Krugman shot himself in the very same foot three years ago. In his September 17, 2002, Times column, he reported that a former Enron executive later a Bush administration official had sent an e-mail ordering the cover-up of financial misdealings. Krugman’s source was a story in the leftist web magazine Salon, which removed the story over concerns both for accuracy and potential plagiarism. When the official denied having written the e-mail, Krugman was forced by the Times to run a retraction in his October 4, 2002, column, in which he said, “I erred by citing it in my column.”
Setting aside Krugman’s use of fictitious statements to bolster his case, what about his substantive point?
First, he claims that the supposed failure of Alabama’s educational system is due to the state’s voters having rejected “an increase in the state’s rock-bottom taxes on the affluent.” Rock-bottom? Hardly. Alabama’s affluent are taxed at a 5 percent rate. There are seventeen states with the same or lower top rates, including blue states like Connecticut, Massachusetts, Washington, Pennsylvania, and Maryland. Krugman’s characterization is a flat-out lie.
Second, Krugman sings the praises of Canada’s socialized health care system as a lure for high-paying employers who don’t have to bear the costs of providing health insurance. Krugman overlooks the fact that Canada’s system is so bad that the nation’s supreme court recently overturned the government’s medical monopoly, noting that “patients die as a result of waiting lists for public health care.”

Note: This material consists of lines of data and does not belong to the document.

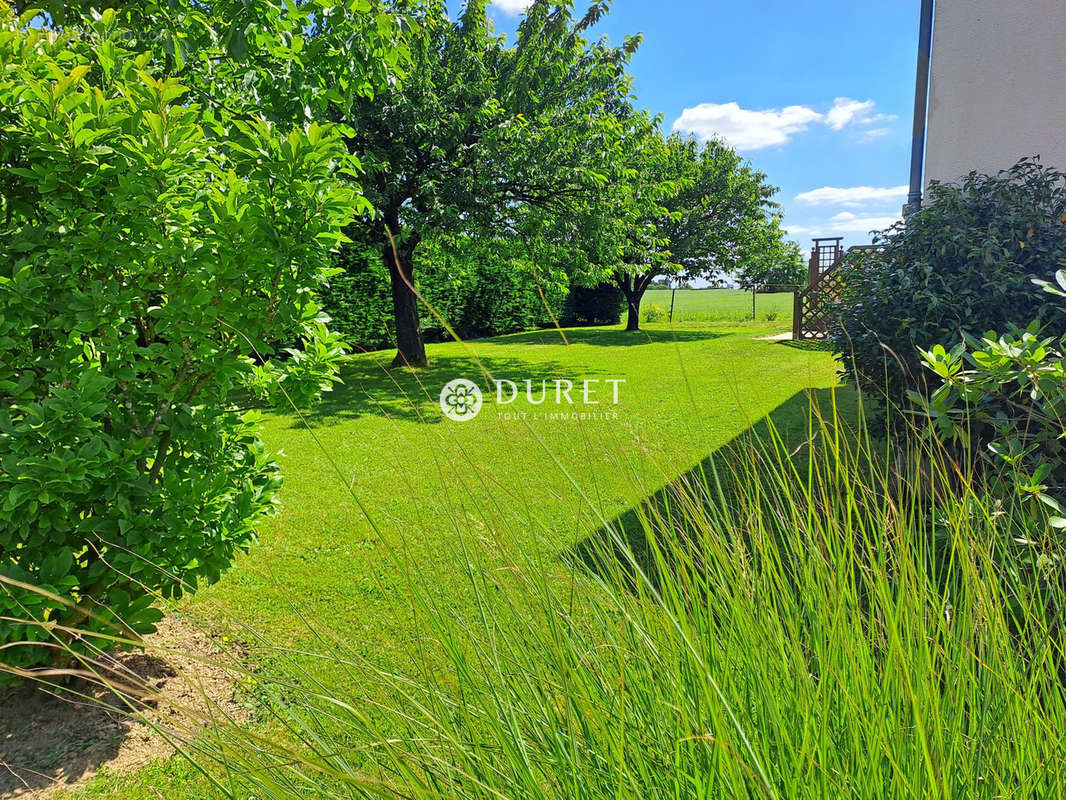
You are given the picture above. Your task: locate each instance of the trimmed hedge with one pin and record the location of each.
(965, 264)
(480, 288)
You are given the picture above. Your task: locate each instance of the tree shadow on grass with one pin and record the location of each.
(687, 504)
(414, 395)
(608, 336)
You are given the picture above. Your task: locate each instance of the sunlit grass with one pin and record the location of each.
(806, 613)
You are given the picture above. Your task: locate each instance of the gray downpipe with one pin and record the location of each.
(921, 108)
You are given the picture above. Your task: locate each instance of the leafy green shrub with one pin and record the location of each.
(1004, 399)
(155, 255)
(655, 313)
(963, 264)
(597, 305)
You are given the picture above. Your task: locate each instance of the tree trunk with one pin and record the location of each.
(633, 313)
(633, 287)
(410, 349)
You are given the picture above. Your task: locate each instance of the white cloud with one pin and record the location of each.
(853, 196)
(874, 133)
(745, 129)
(512, 6)
(846, 222)
(845, 111)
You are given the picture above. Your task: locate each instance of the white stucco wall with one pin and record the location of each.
(998, 88)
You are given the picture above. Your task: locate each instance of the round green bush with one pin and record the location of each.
(964, 264)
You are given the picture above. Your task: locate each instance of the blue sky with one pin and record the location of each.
(818, 94)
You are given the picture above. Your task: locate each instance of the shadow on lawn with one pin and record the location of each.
(609, 337)
(371, 388)
(681, 505)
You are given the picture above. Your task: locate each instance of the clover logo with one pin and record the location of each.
(461, 400)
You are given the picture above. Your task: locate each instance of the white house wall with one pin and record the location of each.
(998, 85)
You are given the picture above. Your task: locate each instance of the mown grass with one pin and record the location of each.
(807, 613)
(723, 305)
(431, 488)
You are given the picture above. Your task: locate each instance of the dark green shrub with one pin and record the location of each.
(964, 264)
(1004, 398)
(597, 305)
(358, 300)
(152, 255)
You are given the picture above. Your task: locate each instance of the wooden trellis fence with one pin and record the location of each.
(810, 314)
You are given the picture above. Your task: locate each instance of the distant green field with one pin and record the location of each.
(721, 305)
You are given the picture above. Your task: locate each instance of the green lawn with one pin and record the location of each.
(722, 305)
(427, 484)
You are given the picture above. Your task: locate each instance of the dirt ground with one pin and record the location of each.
(50, 740)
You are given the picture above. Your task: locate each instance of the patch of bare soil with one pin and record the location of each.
(52, 738)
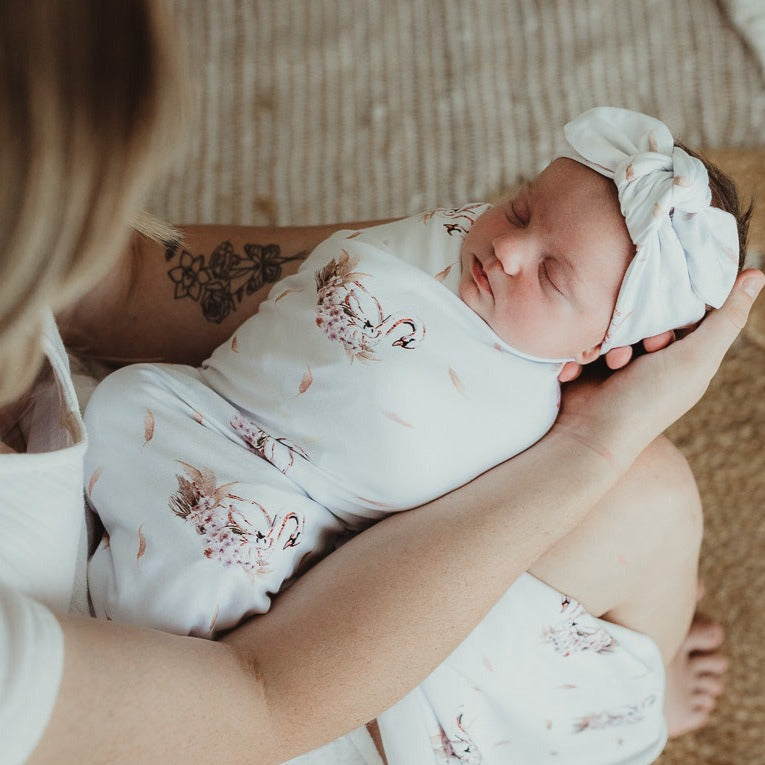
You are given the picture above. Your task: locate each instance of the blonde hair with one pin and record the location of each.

Third, if subsidizing big business is Krugman’s idea of the proper role of government, then he should have supported President Bush’s 2003 program that adds a prescription drug benefit to Medicare. According to a story this week in the New York Times, which ran the very same day as Krugman’s column, that program will “give companies $50 billion in tax benefits to help with prescription drug coverage.” If such subsidies are so great, how come Krugman called this Bush program part of “a golden age of pork”?
Fourth, Krugman completely ducks the question of why economic performance in Canada is so bad compared to that of the U.S. If everything Canada does is so wonderful for business, why is their unemployment rate 6.7 percent while ours is 5 percent? And according to Canada’s most recent Labour Force Survey, “the largest [employment] declines over the last 12 months have been in ... motor vehicle and parts manufacturing.” On that, Krugman punts: “I'll have to leave the issue of ... comparative economic performance for another day.”
The New York Times famously defended Dan Rather’s use of bogus documents about Bush’s military service on the grounds that the documents were “fake but accurate.” Is that the case here? Did Krugman use a bogus statement to make a valid case for higher taxes and socialized health care? Nope. Krugman’s statements are fake and wrong all the way.